Anorexic Cutters: The Diagnosis Doctors Aren't Catching
As the rest of medical science zooms by, technologically advancing itself through non-invasive laser beam surgeries and MRI-reading iPads, doctors still harness (believe it or not) the ability to perform a basic physical exam. You can see a cirrhotic liver worsening by the yellowing of someone’s eyes and feel a lung consolidation through distinct vibrations on their back. That’s why it’s hard to imagine that with so much of medicine relying on keen observation skills, problems like starvation, physical wasting and burns or cuts on the skin could be so easily missed.
This week, researchers from Stanford’s Lucile Packard Children’s Hospital have proven this inconsistency true. In a study of over 1,400 teenagers with eating disorders, researchers found that almost 40 percent of teens surveyed admitted to inflicting self harm. Even more shocking is the fact that doctors missed almost 50 percent of these double-injury cases.
"We ask 97 percent of children 12 years and up if they smoke cigarettes; we need to get that good with screening for self-injurious behavior," said the study's lead author, Dr. Rebecka Peebles in the press release.
The study included teens ages 10 to 21 who were enrolled in the hospital’s eating disorder program. Although both boys and girls were included, the majority of participants were white females.
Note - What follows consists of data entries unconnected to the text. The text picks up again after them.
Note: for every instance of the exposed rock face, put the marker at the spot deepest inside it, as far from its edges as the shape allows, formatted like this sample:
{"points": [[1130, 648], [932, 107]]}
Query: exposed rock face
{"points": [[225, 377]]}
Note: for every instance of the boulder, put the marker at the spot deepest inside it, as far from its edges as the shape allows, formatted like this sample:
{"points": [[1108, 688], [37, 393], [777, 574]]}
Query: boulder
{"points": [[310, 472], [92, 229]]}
This is also the profile of teens that doctors most frequently screened, suggesting that perhaps there’s an entire subgroup of less obvious-appearing teens who are flying under the diagnostic radar.
The most commonly reported injuries included cutting and burning, but other similar studies have shown severe scratching, hitting, and banging are also common methods of harm. And although this study highlighted non-suicidal self harm as a potential complication, a recent study in the American Journal of Psychiatry found that people with eating disorders also have an increased risk of suicide.
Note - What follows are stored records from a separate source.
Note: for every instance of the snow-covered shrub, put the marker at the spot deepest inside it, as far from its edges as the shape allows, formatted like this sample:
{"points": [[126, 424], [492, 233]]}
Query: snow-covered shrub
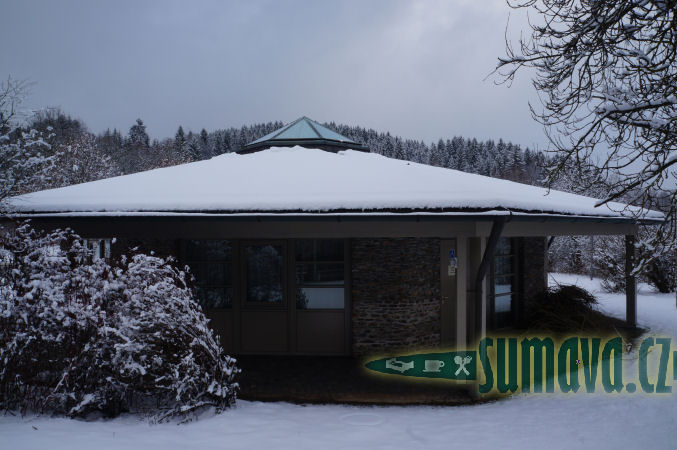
{"points": [[79, 335]]}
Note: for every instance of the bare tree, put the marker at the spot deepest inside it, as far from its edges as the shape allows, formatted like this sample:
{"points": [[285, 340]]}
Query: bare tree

The reasons for these self destructive behaviors are not that well understood, and this is perhaps part of the reason why more physicians are not screening for it. If a bruise, burn, or cut isn’t staring you right in the eye, it might be easy to forget and instead focus solely on the eating disorder. But as the pathophysiology of these disorders becomes clearer, doctors are realizing that self injury is likely a temporary alleviation of emotional pain and a self expression of anger or disgust. According to a recent article in the Journal of Clinical Psychology, it can also be a non-verbal cry for help or a diversion exercise in avoiding actual suicidal thoughts.
Whatever the motivation, it’s clear that teens with eating disorders are an especially at-risk group for developing self-harming behaviors, including suicide. As the study points out, acknowledging this association and developing screening tools to diagnose even the least obvious teens is the next step in lowering the already alarming number of teens who intentionally hurt themselves.